Scott, whose political career began 21 years ago on Charleston’s City Council, joined Congress in 2010 by defeating one of the sons of former senator Strom Thurmond. He served just one term in the House before being elevated to the Senate by Gov. Nikki Haley (R), the state’s first female and nonwhite governor. After they endorsed Sen. Marco Rubio (R-Fla.) for president, Haley joked that the future of the Republican Party “looked like a United Colors of Benetton ad.”
But Scott, the first black Republican in the Senate since the 1970s, did not leap forward to be a spokesman on race. As recently as last September, Scott defended the use of the term “All Lives Matter,” which the Black Lives Matter movement views as another way to diminish the threats that black people live with in America, telling CNN that “if that is somehow offensive to someone, that’s their issue, not mine.”
That heightened the drama of Scott’s speech, the second of three he is giving in response to last week’s shootings. “The good Lord has given me a soapbox, and I’m going to use this soapbox to talk about what needs to be spoken about,” he told his home town newspaper this week. On Tuesday, Scott praised the sacrifices of police officers; on Wednesday he described the worst of seven humiliating incidents with the police since winning public office that had humiliated him.
“The vast majority of time, I was pulled over for nothing more than driving a new car in the wrong neighborhood, or some reason just as trivial,” Scott said. “Imagine the frustration, the irritation, the sense of a loss of dignity that accompanies each of those stops.”
Another time, Scott said, he was entering one of the Senate’s offices wearing the pin that identified him as a member of Congress. An officer stopped him, demanding his identification.

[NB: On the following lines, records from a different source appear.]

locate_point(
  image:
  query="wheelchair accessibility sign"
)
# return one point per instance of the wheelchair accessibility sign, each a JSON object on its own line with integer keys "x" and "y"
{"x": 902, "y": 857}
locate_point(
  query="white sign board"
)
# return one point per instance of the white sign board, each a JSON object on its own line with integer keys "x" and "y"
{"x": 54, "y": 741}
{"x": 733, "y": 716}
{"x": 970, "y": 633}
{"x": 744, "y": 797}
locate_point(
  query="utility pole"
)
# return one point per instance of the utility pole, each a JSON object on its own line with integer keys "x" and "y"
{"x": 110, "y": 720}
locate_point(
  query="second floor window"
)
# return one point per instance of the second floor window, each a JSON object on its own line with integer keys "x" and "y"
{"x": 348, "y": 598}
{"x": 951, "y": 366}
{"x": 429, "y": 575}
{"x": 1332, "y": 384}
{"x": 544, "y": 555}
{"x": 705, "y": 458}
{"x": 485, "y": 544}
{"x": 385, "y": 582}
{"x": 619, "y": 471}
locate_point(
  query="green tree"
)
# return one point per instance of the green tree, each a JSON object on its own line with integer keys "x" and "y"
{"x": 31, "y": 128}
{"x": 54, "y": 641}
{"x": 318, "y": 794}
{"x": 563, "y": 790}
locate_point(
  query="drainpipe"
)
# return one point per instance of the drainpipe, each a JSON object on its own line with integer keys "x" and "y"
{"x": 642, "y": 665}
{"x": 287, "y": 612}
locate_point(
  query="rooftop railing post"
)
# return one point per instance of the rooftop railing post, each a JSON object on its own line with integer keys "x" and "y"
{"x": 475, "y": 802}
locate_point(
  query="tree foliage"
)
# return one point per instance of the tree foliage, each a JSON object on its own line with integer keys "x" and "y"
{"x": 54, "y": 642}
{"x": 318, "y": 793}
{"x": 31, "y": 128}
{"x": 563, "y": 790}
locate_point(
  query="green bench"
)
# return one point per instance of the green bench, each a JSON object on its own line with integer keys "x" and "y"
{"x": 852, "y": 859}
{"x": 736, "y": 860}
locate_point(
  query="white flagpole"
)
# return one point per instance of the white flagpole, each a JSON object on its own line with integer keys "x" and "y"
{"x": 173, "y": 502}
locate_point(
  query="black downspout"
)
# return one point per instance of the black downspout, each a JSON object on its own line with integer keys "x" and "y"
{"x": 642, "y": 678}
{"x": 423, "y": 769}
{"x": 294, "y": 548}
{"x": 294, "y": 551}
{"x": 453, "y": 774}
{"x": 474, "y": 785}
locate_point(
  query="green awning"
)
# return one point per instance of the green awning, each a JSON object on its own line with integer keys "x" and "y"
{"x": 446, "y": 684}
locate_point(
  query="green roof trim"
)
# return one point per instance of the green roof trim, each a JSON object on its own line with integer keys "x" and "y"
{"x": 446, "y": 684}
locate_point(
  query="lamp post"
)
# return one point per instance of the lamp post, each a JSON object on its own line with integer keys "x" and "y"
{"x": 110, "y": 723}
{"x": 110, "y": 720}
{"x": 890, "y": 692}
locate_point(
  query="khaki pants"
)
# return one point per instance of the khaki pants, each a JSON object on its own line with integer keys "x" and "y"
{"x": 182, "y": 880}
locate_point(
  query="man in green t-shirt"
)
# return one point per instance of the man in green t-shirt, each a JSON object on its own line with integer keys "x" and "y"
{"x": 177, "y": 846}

“I was thinking to myself: Either he thinks I’m committing a crime, impersonating a member of Congress, or what?” Scott said.
That incident elicited the third call Scott has received from Capitol police to offer an apology for misidentifying him. He was not the first black legislator with a similar story; In 2006, Rep. Cynthia McKinney (D-Ga.) got into a scuffle with an officer who did not recognize her. McKinney’s incident created a brief national firestorm. Scott did not tell his story until Wednesday.
“While I thank God I have not endured bodily harm, I have, however, felt the pressure applied by the scales of justice when they are slanted,” Scott said. “I have felt the anger, the frustration, the sadness and the humiliation that comes with the feeling that you are being targeted for being nothing more than yourself.”